What are the best practices for migrating a RDBMS database to Amazon Redshift using AWS DMS?
Last updated: 2022-08-18
I have a Relational Database Management System (RDBMS) database that I want to migrate to Amazon Redshift using the AWS Database Migration Service (AWS DMS). What are some best practices that I can follow when migrating an RDBMS database to Amazon Redshift?
Use the best practices in this article to help you migrate RDBMS databases to Amazon Redshift using AWS DMS.
- Use parallel load with your table-setting rules when you migrate data to an Amazon Redshift endpoint. For more information on using parallel load, and how it can be used to speed up migration, see Using parallel load for selected tables, views, and collections.
- AWS DMS versions 3.4.5 and later include support for the use of the ParallelLoad task settings during full load to Amazon Redshift target endpoints. For more information, see Multithreaded full load task settings for Amazon Redshift.

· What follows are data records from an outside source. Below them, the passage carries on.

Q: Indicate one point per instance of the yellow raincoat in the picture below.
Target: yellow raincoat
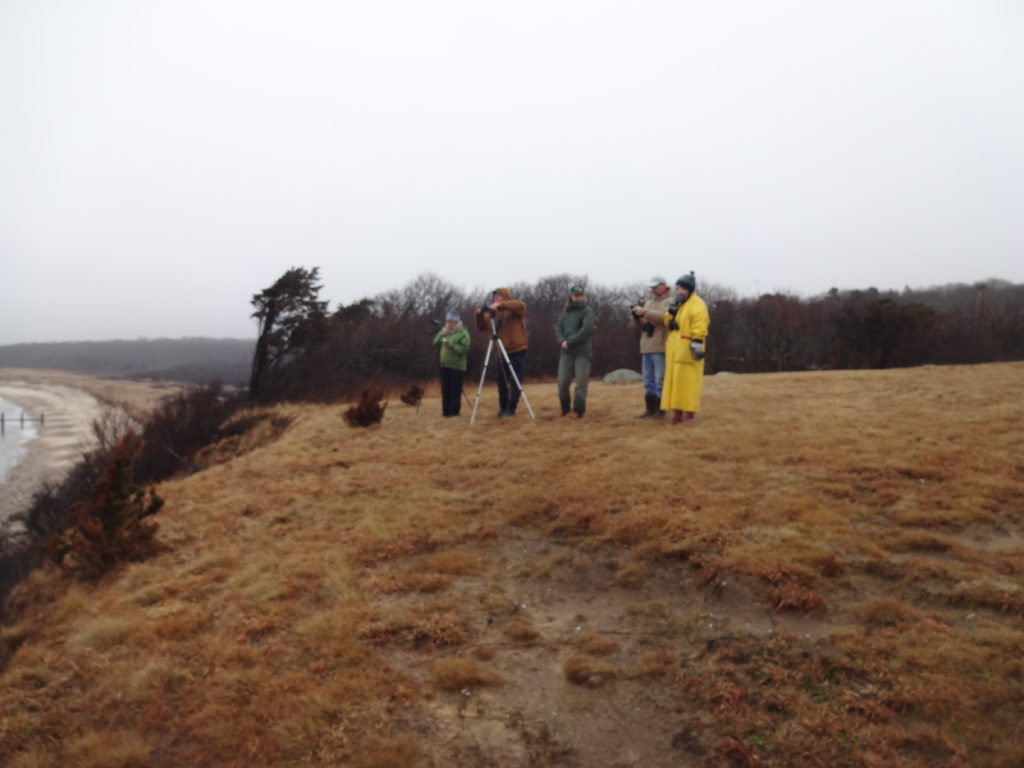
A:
(683, 375)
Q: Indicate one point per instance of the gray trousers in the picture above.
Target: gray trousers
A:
(572, 367)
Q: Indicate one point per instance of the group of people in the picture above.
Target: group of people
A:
(673, 325)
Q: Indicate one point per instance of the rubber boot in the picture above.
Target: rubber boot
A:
(658, 413)
(649, 401)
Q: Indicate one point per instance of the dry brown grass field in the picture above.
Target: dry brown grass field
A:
(824, 569)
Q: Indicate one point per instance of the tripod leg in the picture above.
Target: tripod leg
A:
(483, 373)
(515, 378)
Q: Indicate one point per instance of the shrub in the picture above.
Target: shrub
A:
(111, 527)
(368, 411)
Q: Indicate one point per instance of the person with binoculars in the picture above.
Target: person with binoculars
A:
(572, 332)
(648, 315)
(453, 341)
(687, 322)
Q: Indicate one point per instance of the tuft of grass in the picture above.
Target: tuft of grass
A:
(103, 633)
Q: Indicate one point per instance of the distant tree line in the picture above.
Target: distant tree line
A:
(197, 360)
(305, 352)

- If you are migrating a large amount of data to Amazon Redshift, increase the endpoint attribute values for maxFileSize and fileTransferUploadStreams. Doing this can help improve full load performance. Then, increase CommitRate value to improve performance.
- Because AWS DMS doesn't support Full Lob Mode when you use Amazon Redshift as a target for your databases, be sure to configure LobMaxSize to an appropriate value.

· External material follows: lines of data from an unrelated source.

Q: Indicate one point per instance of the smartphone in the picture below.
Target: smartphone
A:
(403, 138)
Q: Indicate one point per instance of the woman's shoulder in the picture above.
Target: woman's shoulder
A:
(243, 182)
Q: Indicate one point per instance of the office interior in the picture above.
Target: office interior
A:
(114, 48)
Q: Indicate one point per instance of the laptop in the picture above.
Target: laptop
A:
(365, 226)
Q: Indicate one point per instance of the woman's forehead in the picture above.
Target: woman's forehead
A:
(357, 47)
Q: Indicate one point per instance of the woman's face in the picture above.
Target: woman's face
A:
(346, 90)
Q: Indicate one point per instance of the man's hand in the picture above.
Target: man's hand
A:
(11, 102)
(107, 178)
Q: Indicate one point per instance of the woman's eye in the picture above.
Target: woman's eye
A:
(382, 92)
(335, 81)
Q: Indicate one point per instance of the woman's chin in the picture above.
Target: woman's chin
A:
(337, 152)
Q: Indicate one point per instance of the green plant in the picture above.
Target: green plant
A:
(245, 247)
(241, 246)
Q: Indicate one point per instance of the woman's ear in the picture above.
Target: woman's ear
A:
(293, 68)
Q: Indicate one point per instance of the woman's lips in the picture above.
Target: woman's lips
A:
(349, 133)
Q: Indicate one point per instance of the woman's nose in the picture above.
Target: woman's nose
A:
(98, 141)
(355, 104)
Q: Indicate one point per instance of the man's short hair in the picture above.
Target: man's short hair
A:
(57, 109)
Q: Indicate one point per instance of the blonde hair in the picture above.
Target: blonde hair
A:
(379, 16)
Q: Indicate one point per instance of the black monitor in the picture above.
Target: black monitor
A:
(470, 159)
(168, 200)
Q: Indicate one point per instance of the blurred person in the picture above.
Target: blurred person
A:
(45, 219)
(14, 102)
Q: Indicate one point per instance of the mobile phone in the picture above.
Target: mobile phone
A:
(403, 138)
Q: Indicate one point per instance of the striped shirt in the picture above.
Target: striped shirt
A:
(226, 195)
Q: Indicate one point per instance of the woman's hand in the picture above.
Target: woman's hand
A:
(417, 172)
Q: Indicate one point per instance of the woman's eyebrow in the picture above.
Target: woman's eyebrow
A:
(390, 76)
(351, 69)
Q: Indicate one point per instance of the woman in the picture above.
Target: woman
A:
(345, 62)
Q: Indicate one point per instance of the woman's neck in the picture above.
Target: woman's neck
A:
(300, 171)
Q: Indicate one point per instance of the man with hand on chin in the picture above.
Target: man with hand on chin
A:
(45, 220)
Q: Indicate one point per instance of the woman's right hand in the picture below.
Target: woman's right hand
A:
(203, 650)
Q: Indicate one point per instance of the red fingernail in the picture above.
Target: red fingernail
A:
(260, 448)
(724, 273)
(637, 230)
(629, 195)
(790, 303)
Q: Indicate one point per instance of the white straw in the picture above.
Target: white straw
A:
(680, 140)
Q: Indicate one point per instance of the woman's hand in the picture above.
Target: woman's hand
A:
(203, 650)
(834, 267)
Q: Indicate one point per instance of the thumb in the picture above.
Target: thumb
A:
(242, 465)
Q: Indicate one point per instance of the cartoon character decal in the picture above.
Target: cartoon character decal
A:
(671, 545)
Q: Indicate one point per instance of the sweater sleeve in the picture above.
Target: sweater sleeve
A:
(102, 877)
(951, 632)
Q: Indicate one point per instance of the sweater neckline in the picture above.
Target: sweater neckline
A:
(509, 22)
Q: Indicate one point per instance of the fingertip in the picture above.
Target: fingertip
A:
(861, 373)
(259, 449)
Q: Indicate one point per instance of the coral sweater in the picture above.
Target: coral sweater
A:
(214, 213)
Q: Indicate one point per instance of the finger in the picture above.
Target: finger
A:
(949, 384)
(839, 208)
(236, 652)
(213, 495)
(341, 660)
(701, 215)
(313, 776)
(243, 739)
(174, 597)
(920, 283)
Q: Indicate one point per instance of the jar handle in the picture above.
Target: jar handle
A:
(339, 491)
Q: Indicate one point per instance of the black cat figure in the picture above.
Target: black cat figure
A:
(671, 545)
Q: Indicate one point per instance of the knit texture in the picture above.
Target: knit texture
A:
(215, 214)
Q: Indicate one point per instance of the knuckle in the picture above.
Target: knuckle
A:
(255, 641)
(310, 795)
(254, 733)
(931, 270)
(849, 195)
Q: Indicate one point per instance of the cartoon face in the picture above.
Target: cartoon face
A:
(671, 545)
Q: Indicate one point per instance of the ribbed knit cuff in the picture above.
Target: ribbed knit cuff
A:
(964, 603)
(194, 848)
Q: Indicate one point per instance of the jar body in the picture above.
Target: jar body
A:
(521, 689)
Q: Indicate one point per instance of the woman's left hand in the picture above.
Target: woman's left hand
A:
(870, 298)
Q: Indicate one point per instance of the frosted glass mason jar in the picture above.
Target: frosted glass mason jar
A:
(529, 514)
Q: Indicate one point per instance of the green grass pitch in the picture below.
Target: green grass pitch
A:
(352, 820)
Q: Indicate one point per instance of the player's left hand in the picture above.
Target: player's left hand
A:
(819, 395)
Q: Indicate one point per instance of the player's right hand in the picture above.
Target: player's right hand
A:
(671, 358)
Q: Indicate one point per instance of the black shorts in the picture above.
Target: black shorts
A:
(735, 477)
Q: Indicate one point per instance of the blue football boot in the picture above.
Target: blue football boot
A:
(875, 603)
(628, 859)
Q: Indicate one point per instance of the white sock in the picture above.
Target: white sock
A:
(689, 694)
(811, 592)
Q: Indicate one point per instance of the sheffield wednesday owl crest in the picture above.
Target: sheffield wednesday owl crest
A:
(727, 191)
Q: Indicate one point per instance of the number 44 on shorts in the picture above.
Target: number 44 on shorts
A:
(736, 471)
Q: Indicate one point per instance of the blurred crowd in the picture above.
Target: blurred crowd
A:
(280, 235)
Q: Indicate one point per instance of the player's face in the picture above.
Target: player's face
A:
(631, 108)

- Make sure that your Amazon Redshift tables have a primary key. If your target table doesn't have a primary key, then inserts are made in BatchApply mode. But because updates and deletes are then applied one-by-one, this affects performance. So, be sure that AWS DMS migrates CDC data in batches to the Amazon Redshift target to avoid any performance issues.
- Adjust the batch apply settings according to the workload to reduce the number of commits on the target. Batch apply settings include BatchApplyTimeoutMin, BatchApplyTimeoutMax, and BatchApplyMemoryLimit.
- Use BatchSplitSize to set the maximum number of changes applied in a single batch. The default value is 0, which means that there is no limit applied.
- Create target Amazon Redshift tables with the appropriate distribution and sort keys. When AWS DMS creates tables for Amazon Redshift targets, it creates tables with a default distribution key and no sort keys. Amazon Redshift stores data on disk in a sorted order, according to the sort key. The Amazon Redshift query optimizer uses sort order when determining optimal query plans. So, when you run a query, the query optimizer redistributes rows to the compute nodes as needed to perform any joins and aggregations. For more information, see Choose the best sort key and Working with data distribution styles.
- If you have a heavy transactional workload, use settings similar to these. These example settings mean that an 8000-MB batch buffer is filled in 1800 seconds, using 32 parallel threads, and with a 250-MB maximum file size.
Amazon Redshift endpoint settings:
BatchApplyEnabled=true; BatchSplitSize =8000; BatchApplyTimeoutMax =1800; BatchApplyTimeoutMin =1800; ParallelApplyThreads=32; ParallelApplyBufferSize=100;